W holu było gwarno, muzyka grała już od progu. Kiedy chciałam się pożegnać, Edek nagle powiedział:

Może bym wszedł z tobą?

Zamarłam na moment, ale nie z powodu zaskoczenia, tylko z wewnętrznego zamieszania. Coś we mnie chciało się zgodzić. Coś innego krzyczało, że to zły pomysł.

— Nie masz biletu — rzuciłam wymijająco.

— Może jeszcze jakieś się znajdą. Zawsze można zapytać — odpowiedział i nim się zorientowałam, już był w środku, zagadując jedną z organizatorek.

Wrócił po chwili, triumfalnie machając zaproszeniem.

— Ktoś zrezygnował w ostatniej chwili — powiedział z błyskiem w oku. — Los się do mnie uśmiechnął.

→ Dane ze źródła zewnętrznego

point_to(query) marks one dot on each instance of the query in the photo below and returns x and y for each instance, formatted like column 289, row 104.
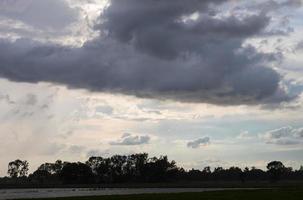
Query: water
column 76, row 192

Chciałam zaprotestować, naprawdę. A jednak zamiast tego podałam mu rękę i razem weszliśmy na salę. I choć rozum mówił: „Nie rób tego”, serce biło szybciej niż przez ostatnie dziesięć lat.
Pierwszy taniec zatańczyliśmy razem. Nie było niezręczności. Tylko muzyka, on i ja — jakby czas się cofnął.

Potem odwróciłam wzrok

Z każdą piosenką coraz bardziej zapominałam, że miałam bawić się sama. Że to miał być mój wieczór, bez przeszłości, bez rozliczeń. Edek nie tylko tańczył jak za dawnych lat, ale też umiał rozśmieszyć, rozluźnić atmosferę, przypomnieć mi, jak to jest, kiedy ktoś patrzy na mnie z uwagą. Nie tak, jakby czekał, aż skończę mówić, ale jakby naprawdę chciał słuchać.

W przerwie między tańcami usiedliśmy przy stoliku, przy którym zostawiono dla nas dwa kieliszki i kawałki sernika. Popatrzyłam na niego uważnie.

Dlaczego dziś? — zapytałam. — Czemu akurat dziś się pojawiłeś?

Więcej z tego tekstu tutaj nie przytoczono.